Les pressions imposées à l’éducation, comme à la santé ou à l’action sociale, par les politiques budgétaires des États expliquent en grande partie aujourd’hui cette obligation de résultats. L’activité des métiers adressés à autrui se trouve interrogée dans sa capacité à répondre aux grandes problématiques sociales. Mais elle est aussi évaluée au regard de ce qu’elle coute aux contribuables et de ce qu’elle rapporte aux États. Derrière certains discours sur et pour la professionnalisation, deux doctrines semblent coexister: la première est celle du soupçon à l’égard des professionnels de l’éducation et de la formation, suspectés de « mal » travailler. La seconde est celle du credo néolibéral rappelant avec insistance le coût des dépenses publiques d’éducation.

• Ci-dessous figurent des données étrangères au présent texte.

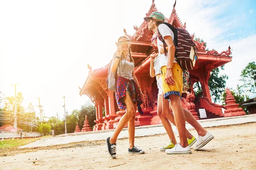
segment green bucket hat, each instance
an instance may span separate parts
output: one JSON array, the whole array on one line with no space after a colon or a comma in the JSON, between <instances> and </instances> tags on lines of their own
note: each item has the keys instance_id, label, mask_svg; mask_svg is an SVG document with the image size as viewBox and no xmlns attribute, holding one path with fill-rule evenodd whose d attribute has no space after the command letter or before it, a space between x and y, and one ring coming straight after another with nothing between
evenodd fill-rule
<instances>
[{"instance_id":1,"label":"green bucket hat","mask_svg":"<svg viewBox=\"0 0 256 170\"><path fill-rule=\"evenodd\" d=\"M153 19L153 17L155 17L156 18L160 20L164 20L164 16L162 14L161 12L158 12L157 11L155 12L153 12L151 15L149 17L145 17L144 18L144 20L146 21L148 21L148 20Z\"/></svg>"}]
</instances>

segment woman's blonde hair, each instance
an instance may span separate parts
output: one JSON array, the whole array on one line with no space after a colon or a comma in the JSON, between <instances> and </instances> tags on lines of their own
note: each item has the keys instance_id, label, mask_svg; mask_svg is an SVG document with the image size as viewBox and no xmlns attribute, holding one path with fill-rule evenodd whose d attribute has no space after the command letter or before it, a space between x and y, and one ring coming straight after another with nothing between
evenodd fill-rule
<instances>
[{"instance_id":1,"label":"woman's blonde hair","mask_svg":"<svg viewBox=\"0 0 256 170\"><path fill-rule=\"evenodd\" d=\"M159 20L159 19L157 19L155 17L153 17L153 20L154 21L156 22L156 24L157 25L157 26L158 26L160 23L163 23L164 22L164 20Z\"/></svg>"},{"instance_id":2,"label":"woman's blonde hair","mask_svg":"<svg viewBox=\"0 0 256 170\"><path fill-rule=\"evenodd\" d=\"M117 41L118 43L119 43L119 41L120 41L120 40L122 39L122 38L126 38L126 39L127 39L127 40L128 41L130 41L127 37L121 36L121 37L119 37L119 38L118 39L118 40ZM134 63L134 60L133 58L131 57L131 47L130 47L130 45L129 45L129 50L128 50L128 52L129 53L129 56L130 56L130 60L131 60L131 62L132 62L135 65L135 64ZM124 56L123 54L122 54L122 55L121 56L121 57L122 57L122 60L123 60L125 58L125 56Z\"/></svg>"}]
</instances>

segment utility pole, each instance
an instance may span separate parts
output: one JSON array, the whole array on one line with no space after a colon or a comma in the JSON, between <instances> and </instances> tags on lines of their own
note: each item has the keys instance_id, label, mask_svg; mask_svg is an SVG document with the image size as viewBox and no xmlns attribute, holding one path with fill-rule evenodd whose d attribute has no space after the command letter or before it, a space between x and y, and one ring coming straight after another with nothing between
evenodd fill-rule
<instances>
[{"instance_id":1,"label":"utility pole","mask_svg":"<svg viewBox=\"0 0 256 170\"><path fill-rule=\"evenodd\" d=\"M43 107L43 106L41 106L41 105L40 105L40 97L38 97L38 100L39 101L39 105L38 106L38 107L39 107L39 110L40 110L40 122L42 122L42 120L44 120L44 117L43 117L43 114L42 113L42 110L41 109L41 108Z\"/></svg>"},{"instance_id":2,"label":"utility pole","mask_svg":"<svg viewBox=\"0 0 256 170\"><path fill-rule=\"evenodd\" d=\"M14 118L14 123L13 126L15 128L15 131L17 131L17 97L16 96L16 85L19 85L18 84L12 85L14 85L15 87L15 97L14 98L14 114L13 117Z\"/></svg>"},{"instance_id":3,"label":"utility pole","mask_svg":"<svg viewBox=\"0 0 256 170\"><path fill-rule=\"evenodd\" d=\"M65 106L65 96L62 97L64 98L64 105L63 106L64 108L64 117L65 118L65 133L67 133L67 125L66 124L66 106Z\"/></svg>"},{"instance_id":4,"label":"utility pole","mask_svg":"<svg viewBox=\"0 0 256 170\"><path fill-rule=\"evenodd\" d=\"M32 132L32 119L31 119L31 132Z\"/></svg>"}]
</instances>

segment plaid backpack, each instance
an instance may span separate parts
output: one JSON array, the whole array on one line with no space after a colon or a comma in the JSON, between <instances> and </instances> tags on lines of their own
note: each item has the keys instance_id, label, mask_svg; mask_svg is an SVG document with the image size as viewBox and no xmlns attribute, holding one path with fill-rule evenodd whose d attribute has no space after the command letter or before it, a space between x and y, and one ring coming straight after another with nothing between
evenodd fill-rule
<instances>
[{"instance_id":1,"label":"plaid backpack","mask_svg":"<svg viewBox=\"0 0 256 170\"><path fill-rule=\"evenodd\" d=\"M187 71L192 70L195 64L197 54L195 44L189 33L183 28L178 28L176 29L169 23L163 23L160 24L162 24L167 26L174 34L173 42L176 47L175 56L181 68ZM163 49L166 55L167 45L158 29L157 31L157 37L163 44Z\"/></svg>"}]
</instances>

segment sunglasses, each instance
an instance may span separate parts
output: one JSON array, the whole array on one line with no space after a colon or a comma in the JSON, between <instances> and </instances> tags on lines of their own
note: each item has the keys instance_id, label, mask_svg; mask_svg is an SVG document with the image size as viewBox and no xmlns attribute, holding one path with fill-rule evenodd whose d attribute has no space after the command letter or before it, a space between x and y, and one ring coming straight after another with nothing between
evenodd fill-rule
<instances>
[{"instance_id":1,"label":"sunglasses","mask_svg":"<svg viewBox=\"0 0 256 170\"><path fill-rule=\"evenodd\" d=\"M123 45L125 44L125 44L128 44L128 43L129 41L125 41L124 42L123 41L120 41L119 42L119 43L121 44L121 45Z\"/></svg>"}]
</instances>

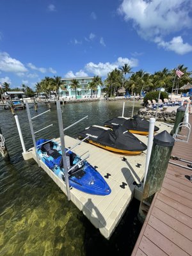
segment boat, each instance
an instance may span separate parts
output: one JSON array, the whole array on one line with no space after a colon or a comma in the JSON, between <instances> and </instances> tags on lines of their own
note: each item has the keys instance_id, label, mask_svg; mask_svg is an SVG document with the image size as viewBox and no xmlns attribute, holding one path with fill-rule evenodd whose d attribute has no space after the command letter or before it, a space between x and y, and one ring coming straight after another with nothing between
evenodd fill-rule
<instances>
[{"instance_id":1,"label":"boat","mask_svg":"<svg viewBox=\"0 0 192 256\"><path fill-rule=\"evenodd\" d=\"M148 135L149 122L138 115L131 118L115 117L106 121L104 125L106 127L113 129L122 126L131 133ZM156 132L159 129L159 128L155 125L154 131Z\"/></svg>"},{"instance_id":2,"label":"boat","mask_svg":"<svg viewBox=\"0 0 192 256\"><path fill-rule=\"evenodd\" d=\"M100 148L116 153L138 155L147 146L122 125L112 130L99 125L92 125L78 134L80 139L89 136L86 141Z\"/></svg>"},{"instance_id":3,"label":"boat","mask_svg":"<svg viewBox=\"0 0 192 256\"><path fill-rule=\"evenodd\" d=\"M26 104L22 99L8 100L6 104L4 104L4 109L10 109L12 106L14 109L24 109L26 108Z\"/></svg>"},{"instance_id":4,"label":"boat","mask_svg":"<svg viewBox=\"0 0 192 256\"><path fill-rule=\"evenodd\" d=\"M40 139L36 141L36 148L42 161L65 181L62 152L59 144L54 141ZM92 195L105 196L110 194L111 190L108 183L86 160L82 161L70 150L67 152L66 158L70 187Z\"/></svg>"},{"instance_id":5,"label":"boat","mask_svg":"<svg viewBox=\"0 0 192 256\"><path fill-rule=\"evenodd\" d=\"M24 104L22 99L14 99L12 100L14 109L25 109L26 104Z\"/></svg>"}]
</instances>

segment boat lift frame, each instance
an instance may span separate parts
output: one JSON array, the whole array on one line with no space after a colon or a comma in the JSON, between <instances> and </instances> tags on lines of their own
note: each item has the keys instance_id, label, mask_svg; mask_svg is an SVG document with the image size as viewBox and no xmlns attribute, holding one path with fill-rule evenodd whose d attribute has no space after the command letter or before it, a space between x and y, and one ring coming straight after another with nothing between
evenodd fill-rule
<instances>
[{"instance_id":1,"label":"boat lift frame","mask_svg":"<svg viewBox=\"0 0 192 256\"><path fill-rule=\"evenodd\" d=\"M26 106L28 116L28 120L29 120L29 126L30 126L31 133L31 136L32 136L34 148L35 148L35 151L36 158L38 165L40 167L40 163L39 156L38 156L38 154L37 153L37 147L38 147L39 146L42 145L43 144L45 144L45 143L47 143L49 141L52 141L53 140L54 140L54 138L49 140L48 140L48 141L47 141L39 145L37 147L36 145L35 134L36 133L42 131L44 131L44 129L45 129L47 128L49 128L50 127L52 127L53 125L53 124L51 124L51 125L47 125L47 126L46 126L46 127L45 127L44 128L42 128L40 130L36 131L35 132L34 130L33 130L33 126L32 120L34 120L35 118L36 118L36 117L41 116L42 115L44 115L44 114L45 114L45 113L47 113L48 112L50 112L51 109L47 110L46 111L41 113L40 114L37 115L36 116L35 116L31 118L30 111L29 111L29 104L28 104L28 101L26 100L25 103L26 103ZM67 198L68 198L68 200L70 200L70 186L69 186L69 181L68 181L68 173L72 169L74 169L76 166L77 166L78 164L81 164L83 161L84 161L85 159L88 158L90 155L87 155L84 158L83 158L83 159L80 160L78 163L77 163L70 169L68 170L68 167L67 167L67 159L66 159L66 154L68 151L70 151L72 148L74 148L75 147L76 147L77 146L80 145L83 141L84 141L84 140L87 140L89 138L89 136L87 136L84 140L81 140L78 143L77 143L75 145L74 145L72 148L68 148L68 150L66 150L65 145L64 131L67 130L67 129L68 129L69 128L72 127L72 126L76 125L79 122L83 121L84 119L87 118L88 116L84 116L84 118L83 118L80 119L79 120L76 122L75 123L72 124L72 125L70 125L68 126L67 127L63 129L62 112L61 112L61 104L60 104L60 100L56 100L56 106L57 106L58 126L59 126L60 141L61 141L61 152L62 152L62 159L63 159L63 169L64 169L63 173L65 175L65 184L66 184Z\"/></svg>"}]
</instances>

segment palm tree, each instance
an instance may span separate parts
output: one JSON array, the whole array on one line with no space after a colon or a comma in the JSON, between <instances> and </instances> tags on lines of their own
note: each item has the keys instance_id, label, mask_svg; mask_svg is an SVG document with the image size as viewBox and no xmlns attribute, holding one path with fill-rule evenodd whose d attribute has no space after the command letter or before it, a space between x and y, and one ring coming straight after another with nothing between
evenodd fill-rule
<instances>
[{"instance_id":1,"label":"palm tree","mask_svg":"<svg viewBox=\"0 0 192 256\"><path fill-rule=\"evenodd\" d=\"M22 87L22 90L23 92L26 92L26 86L24 84L21 84L21 87Z\"/></svg>"},{"instance_id":2,"label":"palm tree","mask_svg":"<svg viewBox=\"0 0 192 256\"><path fill-rule=\"evenodd\" d=\"M8 83L6 82L4 82L3 84L3 90L4 92L9 92L9 91L11 90L11 88L10 88L10 84L9 84L9 83Z\"/></svg>"},{"instance_id":3,"label":"palm tree","mask_svg":"<svg viewBox=\"0 0 192 256\"><path fill-rule=\"evenodd\" d=\"M97 89L98 86L102 85L102 81L101 79L101 77L99 76L94 76L93 80L92 82L90 82L88 83L88 88L89 89L91 89L91 93L92 93L92 97L93 95L93 90L96 90Z\"/></svg>"},{"instance_id":4,"label":"palm tree","mask_svg":"<svg viewBox=\"0 0 192 256\"><path fill-rule=\"evenodd\" d=\"M70 86L71 88L76 90L76 99L77 99L77 88L81 87L79 81L77 79L72 79Z\"/></svg>"},{"instance_id":5,"label":"palm tree","mask_svg":"<svg viewBox=\"0 0 192 256\"><path fill-rule=\"evenodd\" d=\"M37 86L38 86L38 92L44 92L47 94L49 94L51 90L53 90L53 79L48 76L45 76L44 79L41 81L40 84L38 83Z\"/></svg>"},{"instance_id":6,"label":"palm tree","mask_svg":"<svg viewBox=\"0 0 192 256\"><path fill-rule=\"evenodd\" d=\"M41 88L41 84L40 83L36 83L35 84L35 87L36 87L36 92L39 93L42 92L42 88Z\"/></svg>"},{"instance_id":7,"label":"palm tree","mask_svg":"<svg viewBox=\"0 0 192 256\"><path fill-rule=\"evenodd\" d=\"M58 100L60 99L59 90L61 86L61 77L60 76L54 76L54 79L52 79L52 80L51 87L52 88L52 90L56 92Z\"/></svg>"},{"instance_id":8,"label":"palm tree","mask_svg":"<svg viewBox=\"0 0 192 256\"><path fill-rule=\"evenodd\" d=\"M93 90L97 90L97 85L92 81L92 82L90 82L88 84L88 88L91 89L91 95L92 95L92 98L93 96Z\"/></svg>"},{"instance_id":9,"label":"palm tree","mask_svg":"<svg viewBox=\"0 0 192 256\"><path fill-rule=\"evenodd\" d=\"M123 74L120 70L115 68L108 73L107 78L104 81L108 90L108 95L113 95L120 87L122 86Z\"/></svg>"},{"instance_id":10,"label":"palm tree","mask_svg":"<svg viewBox=\"0 0 192 256\"><path fill-rule=\"evenodd\" d=\"M172 76L170 75L169 70L164 68L162 71L155 72L154 79L155 80L154 85L156 88L157 87L166 88L172 81Z\"/></svg>"},{"instance_id":11,"label":"palm tree","mask_svg":"<svg viewBox=\"0 0 192 256\"><path fill-rule=\"evenodd\" d=\"M122 66L121 68L120 68L120 70L122 71L122 72L124 75L124 84L125 84L126 82L126 74L131 74L132 72L131 71L132 68L129 66L129 64L124 64L124 66Z\"/></svg>"}]
</instances>

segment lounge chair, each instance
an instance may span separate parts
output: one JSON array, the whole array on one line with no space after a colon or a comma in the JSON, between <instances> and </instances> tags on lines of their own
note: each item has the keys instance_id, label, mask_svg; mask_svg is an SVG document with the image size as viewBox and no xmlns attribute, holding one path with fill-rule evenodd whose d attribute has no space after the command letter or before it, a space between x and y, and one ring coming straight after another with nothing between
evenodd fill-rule
<instances>
[{"instance_id":1,"label":"lounge chair","mask_svg":"<svg viewBox=\"0 0 192 256\"><path fill-rule=\"evenodd\" d=\"M171 102L172 103L172 106L175 106L176 103L176 100L175 98L172 98L171 99Z\"/></svg>"},{"instance_id":2,"label":"lounge chair","mask_svg":"<svg viewBox=\"0 0 192 256\"><path fill-rule=\"evenodd\" d=\"M148 102L148 107L149 108L152 108L152 110L154 110L156 109L156 105L152 103L150 100L147 100Z\"/></svg>"},{"instance_id":3,"label":"lounge chair","mask_svg":"<svg viewBox=\"0 0 192 256\"><path fill-rule=\"evenodd\" d=\"M163 101L165 105L172 106L172 103L171 103L168 99L164 99Z\"/></svg>"}]
</instances>

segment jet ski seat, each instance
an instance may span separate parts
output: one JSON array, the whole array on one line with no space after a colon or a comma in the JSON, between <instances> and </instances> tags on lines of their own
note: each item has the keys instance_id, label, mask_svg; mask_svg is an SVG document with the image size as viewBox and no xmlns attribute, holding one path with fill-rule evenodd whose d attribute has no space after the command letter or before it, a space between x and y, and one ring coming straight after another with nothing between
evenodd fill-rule
<instances>
[{"instance_id":1,"label":"jet ski seat","mask_svg":"<svg viewBox=\"0 0 192 256\"><path fill-rule=\"evenodd\" d=\"M47 156L53 158L53 163L63 168L62 155L58 152L58 150L53 147L54 143L52 141L48 141L47 143L43 144L41 146L40 149L42 152L46 153ZM75 154L72 152L67 152L66 154L67 165L68 169L74 165L73 162L75 156Z\"/></svg>"}]
</instances>

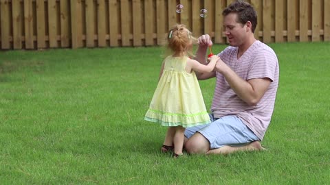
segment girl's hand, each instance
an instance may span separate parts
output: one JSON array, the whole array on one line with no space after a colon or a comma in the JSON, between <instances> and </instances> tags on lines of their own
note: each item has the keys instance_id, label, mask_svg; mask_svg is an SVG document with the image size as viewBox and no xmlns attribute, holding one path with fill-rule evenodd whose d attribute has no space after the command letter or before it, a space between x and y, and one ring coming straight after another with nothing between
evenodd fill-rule
<instances>
[{"instance_id":1,"label":"girl's hand","mask_svg":"<svg viewBox=\"0 0 330 185\"><path fill-rule=\"evenodd\" d=\"M213 62L213 61L217 62L219 59L220 59L220 57L219 57L217 55L213 55L213 56L210 56L210 58L208 58L208 60L210 61L210 62Z\"/></svg>"}]
</instances>

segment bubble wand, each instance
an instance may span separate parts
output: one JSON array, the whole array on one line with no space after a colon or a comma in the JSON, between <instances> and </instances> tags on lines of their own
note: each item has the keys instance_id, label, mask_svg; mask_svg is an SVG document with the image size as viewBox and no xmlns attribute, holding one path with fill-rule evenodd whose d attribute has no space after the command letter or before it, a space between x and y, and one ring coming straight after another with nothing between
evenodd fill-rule
<instances>
[{"instance_id":1,"label":"bubble wand","mask_svg":"<svg viewBox=\"0 0 330 185\"><path fill-rule=\"evenodd\" d=\"M210 49L210 54L208 54L208 58L210 58L213 56L213 53L212 53L211 46L208 46L208 49Z\"/></svg>"}]
</instances>

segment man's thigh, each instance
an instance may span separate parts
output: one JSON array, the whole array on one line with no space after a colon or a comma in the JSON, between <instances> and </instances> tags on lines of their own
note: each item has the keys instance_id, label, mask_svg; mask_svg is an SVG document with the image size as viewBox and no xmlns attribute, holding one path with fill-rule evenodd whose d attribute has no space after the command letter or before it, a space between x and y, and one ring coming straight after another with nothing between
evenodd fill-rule
<instances>
[{"instance_id":1,"label":"man's thigh","mask_svg":"<svg viewBox=\"0 0 330 185\"><path fill-rule=\"evenodd\" d=\"M226 116L210 124L187 128L186 136L189 138L198 132L210 143L210 148L217 149L224 145L239 145L259 140L258 137L236 116Z\"/></svg>"}]
</instances>

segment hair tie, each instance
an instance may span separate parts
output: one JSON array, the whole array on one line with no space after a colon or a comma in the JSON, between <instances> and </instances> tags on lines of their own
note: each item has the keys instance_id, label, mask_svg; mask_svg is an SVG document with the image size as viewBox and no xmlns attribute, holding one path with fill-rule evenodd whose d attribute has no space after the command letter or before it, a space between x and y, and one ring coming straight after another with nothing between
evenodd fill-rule
<instances>
[{"instance_id":1,"label":"hair tie","mask_svg":"<svg viewBox=\"0 0 330 185\"><path fill-rule=\"evenodd\" d=\"M171 29L170 32L170 34L168 34L168 38L172 38L172 33L173 32L173 30Z\"/></svg>"}]
</instances>

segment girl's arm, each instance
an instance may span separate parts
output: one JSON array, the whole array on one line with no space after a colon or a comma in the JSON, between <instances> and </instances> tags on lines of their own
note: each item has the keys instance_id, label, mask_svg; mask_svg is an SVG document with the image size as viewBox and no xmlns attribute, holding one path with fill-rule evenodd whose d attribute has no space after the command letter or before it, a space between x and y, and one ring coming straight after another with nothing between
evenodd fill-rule
<instances>
[{"instance_id":1,"label":"girl's arm","mask_svg":"<svg viewBox=\"0 0 330 185\"><path fill-rule=\"evenodd\" d=\"M207 65L204 65L199 63L197 60L189 59L187 61L187 67L186 68L186 70L188 73L190 73L192 70L200 73L206 73L209 74L213 74L214 73L213 69L214 69L215 64L217 64L217 61L218 61L218 60L220 60L220 58L217 55L214 55L210 58L210 62Z\"/></svg>"},{"instance_id":2,"label":"girl's arm","mask_svg":"<svg viewBox=\"0 0 330 185\"><path fill-rule=\"evenodd\" d=\"M163 64L162 64L162 67L160 68L160 77L158 77L158 81L160 81L160 77L162 77L162 75L163 74L164 66L164 65L165 65L165 62L164 62L164 61L163 61Z\"/></svg>"}]
</instances>

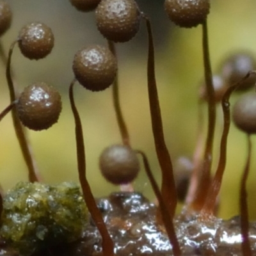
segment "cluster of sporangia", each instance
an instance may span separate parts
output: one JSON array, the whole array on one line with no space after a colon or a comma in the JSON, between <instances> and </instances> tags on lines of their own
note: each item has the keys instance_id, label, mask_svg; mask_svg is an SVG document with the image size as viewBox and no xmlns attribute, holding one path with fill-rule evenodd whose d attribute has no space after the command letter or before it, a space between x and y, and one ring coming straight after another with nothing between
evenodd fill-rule
<instances>
[{"instance_id":1,"label":"cluster of sporangia","mask_svg":"<svg viewBox=\"0 0 256 256\"><path fill-rule=\"evenodd\" d=\"M129 184L136 178L139 171L137 154L142 156L145 170L159 200L159 216L161 216L172 245L173 255L180 255L182 250L175 237L172 220L177 196L178 197L181 196L180 192L177 195L177 191L179 191L179 183L177 184L178 189L176 191L172 162L163 136L154 73L154 45L149 20L140 11L135 0L70 0L70 2L79 11L95 10L97 28L108 42L108 47L96 45L82 48L77 52L72 66L75 79L70 84L69 91L71 107L76 123L79 179L84 200L102 237L102 253L106 256L113 255L113 246L85 176L82 126L73 96L73 86L76 81L85 88L93 92L102 91L113 84L113 90L115 92L114 105L123 144L112 145L104 150L100 157L100 168L103 175L109 182L120 185ZM195 186L191 185L189 189L193 192L190 191L189 194L189 194L193 196L187 202L188 209L191 211L196 211L201 212L201 220L205 220L207 219L205 216L209 217L213 214L225 168L227 137L230 118L229 96L231 92L238 87L243 90L253 84L255 79L252 80L252 77L249 79L244 77L249 70L255 68L255 63L250 54L242 52L234 55L223 63L221 74L214 76L212 84L206 26L207 16L210 9L210 1L166 0L164 8L169 18L175 24L188 28L198 25L202 25L203 28L205 85L200 91L200 97L208 102L209 132L204 159L200 161L200 168L197 166L197 170L193 172L193 173L195 173L194 178L196 178L197 186L195 189ZM125 42L132 39L139 30L141 19L145 19L148 33L148 89L156 150L163 173L161 192L148 170L145 155L141 151L134 150L130 145L128 132L120 109L116 89L118 68L115 43ZM9 28L11 20L12 13L8 4L4 1L0 1L1 35ZM56 89L44 82L34 83L26 87L20 95L16 95L11 76L10 64L13 49L17 44L25 57L31 60L39 60L46 57L51 52L54 45L54 36L51 28L41 22L31 22L25 26L12 44L6 63L6 77L10 92L11 104L2 112L0 116L1 119L3 118L12 109L15 131L28 166L29 180L35 182L38 181L38 178L20 121L24 125L33 130L48 129L58 121L61 111L61 101L60 95ZM250 74L246 76L250 76ZM209 173L215 125L215 104L221 100L225 116L225 132L223 131L221 141L219 167L216 176L212 179ZM235 124L248 134L256 132L256 104L254 103L255 100L255 94L246 96L240 100L234 108L233 118ZM194 168L196 169L195 166ZM199 169L200 172L198 171ZM193 175L193 174L192 177ZM187 176L182 177L180 183L182 183L184 179L189 179ZM212 187L210 186L211 184L212 184ZM245 182L243 184L244 190L241 188L241 191L244 192ZM193 188L194 191L193 191ZM243 186L241 188L243 188ZM185 189L186 190L186 188ZM184 189L182 189L181 193L184 194ZM241 196L241 205L244 204L244 198L242 197ZM243 237L242 250L244 255L250 256L252 254L250 248L248 230L246 229L248 226L246 226L246 223L248 224L246 214L248 215L246 212L243 212L241 209L241 219L243 220L241 221Z\"/></svg>"}]
</instances>

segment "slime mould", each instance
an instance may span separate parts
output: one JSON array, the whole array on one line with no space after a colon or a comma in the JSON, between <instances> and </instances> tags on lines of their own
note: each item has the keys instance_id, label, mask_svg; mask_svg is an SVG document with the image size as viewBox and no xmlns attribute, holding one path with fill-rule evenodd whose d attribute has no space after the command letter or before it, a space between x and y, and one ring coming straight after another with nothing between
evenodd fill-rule
<instances>
[{"instance_id":1,"label":"slime mould","mask_svg":"<svg viewBox=\"0 0 256 256\"><path fill-rule=\"evenodd\" d=\"M81 237L88 211L72 182L49 186L21 182L4 197L1 236L19 254Z\"/></svg>"},{"instance_id":2,"label":"slime mould","mask_svg":"<svg viewBox=\"0 0 256 256\"><path fill-rule=\"evenodd\" d=\"M116 192L97 205L121 255L172 256L157 207L139 193ZM183 256L242 255L239 217L204 223L186 209L174 219ZM4 199L1 255L101 256L101 237L88 215L79 188L20 182ZM253 255L256 225L250 224ZM7 241L5 247L4 240ZM254 244L254 245L253 245ZM206 253L206 254L205 254Z\"/></svg>"}]
</instances>

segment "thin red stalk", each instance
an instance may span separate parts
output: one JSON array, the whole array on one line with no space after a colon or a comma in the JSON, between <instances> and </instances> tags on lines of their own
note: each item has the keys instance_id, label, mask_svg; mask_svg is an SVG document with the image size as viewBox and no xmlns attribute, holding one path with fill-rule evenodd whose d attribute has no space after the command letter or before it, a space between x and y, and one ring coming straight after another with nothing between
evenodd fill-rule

En somme, on peut lire les contributions de ce numéro comme autant d’invitations à la prudence face à l’omniprésence des discours sur la professionnalisation. Ils cherchent en quelque sorte à nous alerter au sujet de l’accroissement de l’écart entre des propos enchanteurs sur la professionnalisation et des réalités professionnelles complexes où le triomphalisme n’est de toute évidence pas de mise. Ils nous invitent enfin à faire preuve d’une grande vigilance dans nos analyses afin de ne pas céder aux sirènes de la professionnalisation et à aborder les problématiques de l’activité et des professions adressées à autrui avec le souci d’un profond respect pour les professionnels qui réalisent chaque jour des prodiges humains.